Run long video jobs async and download from status.

genmedia run <endpoint_id> \
  --prompt "<ugc visual direction or shot prompt>" \
  --async \
  --json

genmedia status <endpoint_id> <request_id> \
  --download "./outputs/ugc/{request_id}_{index}.{ext}" \
  --json

Use schema fields exactly. Mirror the model's field names such as image_url, audio_url, video_url, text, prompt, visual_direction, aspect_ratio, duration, or seed.

Script build order

Build scripts as short spoken beats, not polished ad copy:

Hook: one concrete tension, problem, result, or curiosity gap.
Context: why this speaker cares or what situation they are in.
Product moment: product appears, is used, or is shown solving a problem.
Proof: sensory detail, visible demo, supplied metric, or user-provided fact.
Turn: before-after, objection answered, or unexpected benefit.
Close: soft CTA, next action, or clean final product frame.

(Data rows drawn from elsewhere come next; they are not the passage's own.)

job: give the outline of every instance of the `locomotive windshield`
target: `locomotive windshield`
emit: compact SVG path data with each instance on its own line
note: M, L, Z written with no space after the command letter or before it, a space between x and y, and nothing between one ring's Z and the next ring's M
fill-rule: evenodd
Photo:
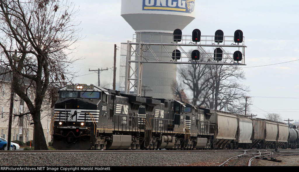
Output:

Keep claims grounded. Replace unsupported claims with observable statements: "the texture looks lighter" beats "this cures acne".

Prompt build order

For each UGC clip or shot, write:

Speaker and frame: creator type, age range if supplied, setting, crop.
Performance: eye contact, casual delivery, gestures, expression, pace.
Product action: held up, opened, applied, compared, demonstrated, shown.
Camera: handheld phone, desk tripod, mirror shot, close-up, b-roll insert.
Lighting and audio feel: natural window, bathroom light, car interior.
Platform constraints: 9:16, safe top/bottom zones, no generated captions.
Guardrails: no fake claims, no new logos, no changed product packaging.

Model routing

Talking head from portrait and audio: veed/fabric-1.0.
Talking head from portrait and text: veed/fabric-1.0/text.
Avatar with visual direction: fal-ai/creatify/aurora.
Lip-sync existing footage: fal-ai/sync-lipsync/v2.
Product b-roll or demo motion: bytedance/seedance-2.0/image-to-video.
Fast draft b-roll: xai/grok-imagine-video/image-to-video.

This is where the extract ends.